Nossa proposta deve ser que o Brasil siga a trilha aberta pelo Uruguai, tomando
o modelo da nova legislação dos nossos hermanos para construir a sua própria
regulamentação em relação ao comércio, plantio e uso da Cannabis Sativa.
Conclusão:
Estes devem ser, em minha opinião, os eixos políticos da nossa campanha, junto
com outras questões fundamentais como a reforma agrária, reforma urbana, fim do
fator previdenciário, aumento do salário mínimo e das aposentadorias, defesa
dos direitos dos homossexuais, dos indígenas, das mulheres, contra o racismo e
todas as formas de discriminação. Não vou aqui desenvolver todas estas
questões, pois creio que temos pessoas altamente credenciadas para contribuir
em cada um destes temas, que não são secundários. Para desenvolver a questão
LGBT, por exemplo, temos a valiosa contribuição do Mandato do Deputado Jean
Wyllys, que é a ponta de lança do PSOL nesta luta. Sobre os problemas
enfrentados pelas mulheres e negros, também caros ao nosso partido, temos
setoriais muito ativas que darão a sua contribuição.

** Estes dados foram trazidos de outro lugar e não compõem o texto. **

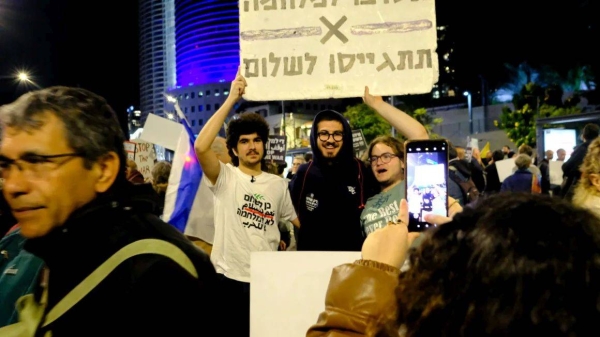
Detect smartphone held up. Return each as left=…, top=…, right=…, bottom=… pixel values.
left=404, top=139, right=449, bottom=232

Sabemos que construir as mudanças que propomos não é uma tarefa fácil. Elas
serão resultado de grandes lutas sociais, ou não acontecerão. Por isso não
buscamos atalhos através de alianças oportunistas. Ao mesmo tempo em que não
nos negamos a unidades pontuais em lutas concretas, não semeamos ilusões de que
os políticos de sempre podem ser aliados para governar a favor do povo. Para
que nosso programa possa se realizar é preciso outros Junhos como o de 2013,
junhos com uma direção combativa credenciada e reconhecida perante o povo. Foi
o que faltou desta vez para que uma vitória significativa fosse possível. Mas
se o pessimismo da razão é inevitável, o otimismo da vontade se impõe, pois a
negação é o primeiro passo para a construção do novo. Como escreveu Daniel
Bensaid, vivemos tempos de transição entre o não mais e o ainda não, em que o
antigo não acabou de morrer enquanto o novo pena para nascer.
Nossa tarefa nesta eleição é ser parte deste novo e ajudá-lo a nascer.